The other day I was on Twitter and someone I follow posted how his political side was better than the other political side because the other side is always outraged. He posted a video of a rant someone made stating this.
Now, the fact that he posted a video of outrage about outrage was lost on him. So was the fact that the news cycle on his side had been blowing up with outrage over the untrue cancellation of Paw Patrol and bitter disappointment with Elmo.
Despite the lop-sided view, I get his frustration. Sadly, his frustration stems from his lop-sided view. It stems from a problem I don’t understand, because it’s easy to resolve.
Angry, Bitter, and Afraid
The news is full of people who are angry, bitter, and afraid. Recently the president of a police union had a news conference to decry the backlash the police have been having. Another police officer went on social media to express her fear over her food being tampered with at McDonalds.

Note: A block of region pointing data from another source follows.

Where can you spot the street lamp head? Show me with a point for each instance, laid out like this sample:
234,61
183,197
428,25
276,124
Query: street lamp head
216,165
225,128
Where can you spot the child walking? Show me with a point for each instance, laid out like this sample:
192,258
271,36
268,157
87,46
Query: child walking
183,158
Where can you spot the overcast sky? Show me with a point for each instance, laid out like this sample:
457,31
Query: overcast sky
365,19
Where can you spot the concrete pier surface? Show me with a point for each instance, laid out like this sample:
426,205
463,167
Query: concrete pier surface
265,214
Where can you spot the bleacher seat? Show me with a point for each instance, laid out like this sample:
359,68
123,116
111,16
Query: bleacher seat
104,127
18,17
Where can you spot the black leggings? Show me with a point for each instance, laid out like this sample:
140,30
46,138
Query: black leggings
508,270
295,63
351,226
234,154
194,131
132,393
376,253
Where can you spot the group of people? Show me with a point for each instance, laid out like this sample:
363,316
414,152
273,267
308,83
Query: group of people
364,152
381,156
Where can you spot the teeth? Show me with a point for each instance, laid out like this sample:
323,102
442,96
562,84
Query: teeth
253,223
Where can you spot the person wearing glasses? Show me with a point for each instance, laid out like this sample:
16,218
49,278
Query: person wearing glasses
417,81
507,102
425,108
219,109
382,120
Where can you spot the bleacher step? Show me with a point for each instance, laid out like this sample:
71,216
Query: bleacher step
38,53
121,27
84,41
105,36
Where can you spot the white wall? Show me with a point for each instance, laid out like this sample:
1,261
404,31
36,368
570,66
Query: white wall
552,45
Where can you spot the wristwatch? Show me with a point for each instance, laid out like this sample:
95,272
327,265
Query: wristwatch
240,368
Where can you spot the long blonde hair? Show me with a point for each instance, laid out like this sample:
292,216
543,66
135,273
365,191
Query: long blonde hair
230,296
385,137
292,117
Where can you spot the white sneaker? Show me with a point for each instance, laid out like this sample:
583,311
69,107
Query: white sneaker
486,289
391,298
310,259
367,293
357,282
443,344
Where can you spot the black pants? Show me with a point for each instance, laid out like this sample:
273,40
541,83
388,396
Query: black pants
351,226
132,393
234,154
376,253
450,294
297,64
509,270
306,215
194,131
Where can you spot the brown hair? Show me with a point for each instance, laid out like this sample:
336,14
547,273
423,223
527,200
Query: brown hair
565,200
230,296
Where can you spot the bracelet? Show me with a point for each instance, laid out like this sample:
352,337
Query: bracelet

A woman decided to police her own neighborhood by confronting someone who was drawing a chalk message of Black Lives Matter in front of a house only to be harangued on social media when the person she confronted was the owner of the house.
I get it. People are angry at how they are being treated and afraid of what their lives will look like. However there is a piece to the puzzle I don’t understand, and it’s the piece that would help to fix it all.
In the video with the police union president, he overwhelmingly used the words “I”, “we”, and “us”. He talked about what they were going through and demanded respect. Not once did he question the fact that if they felt disrespected, what must the people who are raising their voices feel when they don’t have the backing of the government, the law, or legal force.
With the video of the officer ordering at McDonalds, she expressed real fear. Her concern was that the food was taking so long because she wondered if it was being tampered with. I saw a lot of piling on throughout social media, without empathy for what she must be feeling. It’s scary where she’s at. What I didn’t see in the video is her asking the question “if I’m worried for my health right now, what must the people who are speaking out feel every day?”
The woman who approached the man chalking out a message of “Black Lives Matter” on the wall in front of his house was concerned, but was she concerned for herself and her neighborhood or for her neighbor?
A Different Approach
The one thing I don’t understand here is the lack of empathy. It’s the thing that would bring a lot of healing we all need.
What if those police officers took a moment to think about what it might be like to be in someone else’s shoes. After all, the police have all the power, qualified immunity, weapons, and more. If they are afraid, what do the people who have none of those things feel like? Maybe it’s time to listen instead of talk.
And the police officer who feared for her health because of a late order – what if she took that feeling and extrapolated what Black people must feel for even walking down the street… or playing basketball?
Or being approached by a police officer.
And what if the woman who was policing her neighborhood instead just took the time to get to know her neighbor?
What if we spent less time enforcing what we want, and more time finding out what others want? It’s an easy way to solve our problems and get a little perspective. I don’t understand why we don’t do it more.